Sustained incubation of neonatal cardiomyocytes or H9c2 cells in high glucose conditions increases ROS production and cell death. (A) Neonatal cardiomyocytes were maintained in a normal glucose concentration (5.56mM). ROS levels and cell death were assessed at 30 and 48 hours after the cells were transferred to media containing 20 and 35mM glucose. ROS levels were measured by DHE oxidation (A, left panel). Quantification of fluorescence intensity showed approximately a two-fold increase of ROS in 35mM glucose compared to normal conditions at both 30- and 48-hour incubations. The increase of ROS in 20mM glucose was less than that in 35mM glucose. Trypan blue staining showed a 3–4 fold increase of cell death in 20 and 35mM glucose concentrations (A, middle panel). Cell surface labeling with annexin V was used to assess whether the cell death in high glucose incubation is possibly apoptotic (A, right panel). Cells incubated in 20 and 35mM glucose showed increased annexin V labeling. Error bars represent SEM. * and ** indicate statistically significant differences compared with the Normal Glc at the corresponding time points at p< 0.05 and p<0.01, respectively. (B) The cardiac myoblast cell line H9c2 shows increased ROS levels.

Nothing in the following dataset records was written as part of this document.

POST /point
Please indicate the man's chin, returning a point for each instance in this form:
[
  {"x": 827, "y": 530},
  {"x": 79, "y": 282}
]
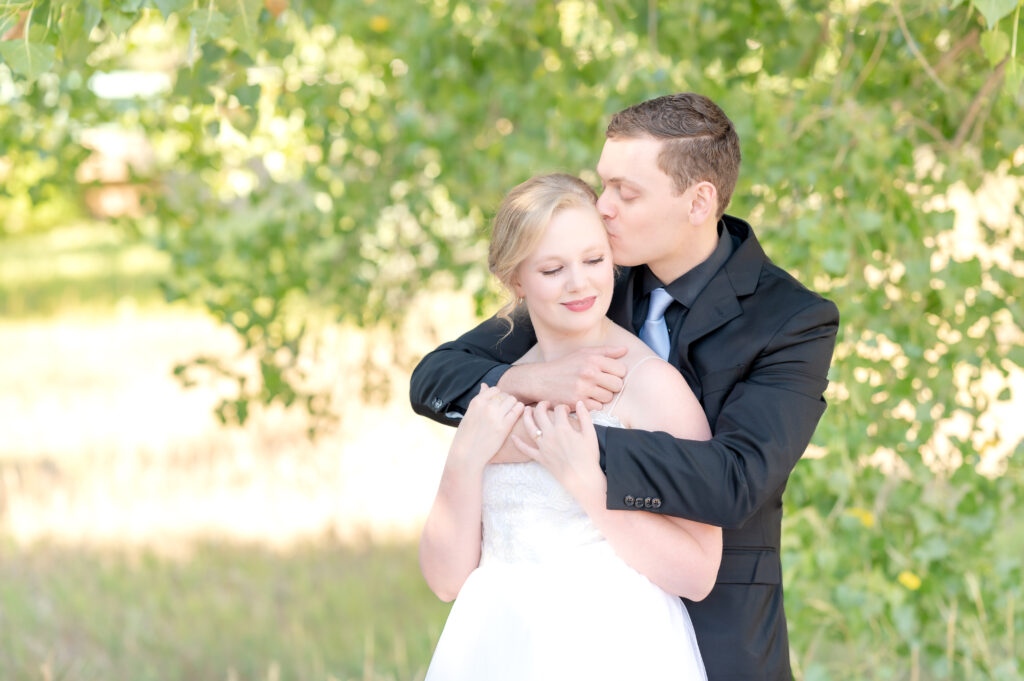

H9c2 cells showing increased ethidium (upper panels) and DCF (lower panels) fluorescence in prolonged high glucose conditions (35mM Glc). Cells in normal glucose (5.56mM) had low ROS levels (left panels). Fluorescence quantification shows an approximately two-fold increase of the ROS level after 30- and 48-hour incubations in 35mM glucose (right panels). Scale bar: 20µm. (C–E) Prolonged high glucose incubation of H9c2 cells increases cell death. Proportions of trypan blue-positive cells (C) and annexin V-positive cells (D) were increased by approximately 5 and 10 folds at 30 and 48 hours, respectively, in 35mM glucose incubation. A significant increase of fluorescence resulting from caspase-mediated cleavage of the substrate rhodamine-110 bis-L-aspartic acid amide was observed in cells after a 48-hour incubation in 35mM glucose (E). Addition of 30mM mannitol instead of glucose increased neither cell death nor caspase activity. Error bars represent SEM.